There’s a twelfth century tale that goes something like this. A particularly pious and devout Buddhist monk was alone in his humble home one dark and snowy evening when he was visited by a thief. The monk, sitting upon the floor, was so lost in a transcendental trance that he didn’t notice when the robber barged in. Seeing his advantage, the thief took hold of the golden buddha that sat in front of the worshipful monk and placed it in his sack. The holy man still did not stir and, it being such a cold night, the robber moved to take one of the two warm robes that the monk was wearing. As he lifted the top garment from the old cleric’s shoulders, the monk suddenly awoke and sped after the thief who ran out into the night. After a short chase, the monk caught the man.  Instead of demanding a return of his things, the monk promptly took off his other robe and offered it to the thief. “The Tibetan winter is long and cold and a man in your line of work will need plenty of warm clothing.” The robber replied in disbelief, “Have you gone mad, old monk?  You are more crazy than holy!” The monk responded with a question. “Suppose I was out in the cold and on my right hand there were two mittens and on my left there was none. My right hand was warm but my left was aching from the frosty cold. What should I do?” Without hesitation, the thief answered “Remove one from the right and place it on the left, of course.” As the monk draped the robe over the robber, he said “You see, that is what I am doing this night. I am you and you are me. We are all part of the same body.”

Now it might not be as Zen as all that, but on a hillside in Galilee, Jesus taught his disciples a similar way to live: “do unto others as you would have them do unto you.” This wonderful rule is often lauded for its power in preventing people from doing awful things to one another. One would steal from another but does not want anything stolen from him. One would curse another but does not want to be cursed himself. One would cheat on another but does not want to be cheated on. Now, this is all very well and good and can certainly be effective, but I imagine Jesus wanted this admonition to be something more than a choke collar. Perhaps we should be more affirmative in our understanding of the Golden Rule; more shall and less shall not. Perhaps we ought to listen because we want to be listened to. Perhaps we ought to reach out because we like being sought out ourselves. Maybe we ought to love because we want to be loved.

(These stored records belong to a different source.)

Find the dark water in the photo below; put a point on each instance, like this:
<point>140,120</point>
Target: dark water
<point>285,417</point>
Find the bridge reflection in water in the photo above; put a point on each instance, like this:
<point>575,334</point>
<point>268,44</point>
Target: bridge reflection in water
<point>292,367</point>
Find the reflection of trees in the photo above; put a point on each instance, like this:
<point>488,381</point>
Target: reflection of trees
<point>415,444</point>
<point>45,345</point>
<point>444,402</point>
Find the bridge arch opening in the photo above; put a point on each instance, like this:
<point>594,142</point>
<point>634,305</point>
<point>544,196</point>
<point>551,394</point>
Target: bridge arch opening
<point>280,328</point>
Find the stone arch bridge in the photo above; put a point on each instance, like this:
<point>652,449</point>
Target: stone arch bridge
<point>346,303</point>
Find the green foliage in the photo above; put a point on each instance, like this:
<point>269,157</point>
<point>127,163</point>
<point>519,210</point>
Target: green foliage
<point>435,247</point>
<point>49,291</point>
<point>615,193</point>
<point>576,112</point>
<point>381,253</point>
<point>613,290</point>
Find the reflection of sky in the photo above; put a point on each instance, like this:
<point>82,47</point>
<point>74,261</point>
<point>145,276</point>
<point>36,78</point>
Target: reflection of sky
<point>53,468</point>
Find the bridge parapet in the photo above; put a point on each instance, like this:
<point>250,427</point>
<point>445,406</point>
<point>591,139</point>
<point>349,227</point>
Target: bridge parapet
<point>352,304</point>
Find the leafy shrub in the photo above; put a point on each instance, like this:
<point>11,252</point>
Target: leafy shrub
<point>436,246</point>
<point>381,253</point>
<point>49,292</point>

Of all the evil that emanates from a mass shooting, one of the most dastardly deeds is done to our society. These sorts of things have an isolating, atomizing effect on our communities. A jaded eye has us see everyone and everything the way that Satan would. While these days certainly call for diligence and a zeal to protect those dearest to us, we must not grow even more indifferent to the neighbors and strangers among us. We must offer more of ourselves to everyone we meet. As the great poet Donne had it: “Any man’s death diminishes me, because I am involved in mankind, and therefore never send to know for whom the bell tolls; it tolls for thee.” It seems the bell in Texas has tolled for us.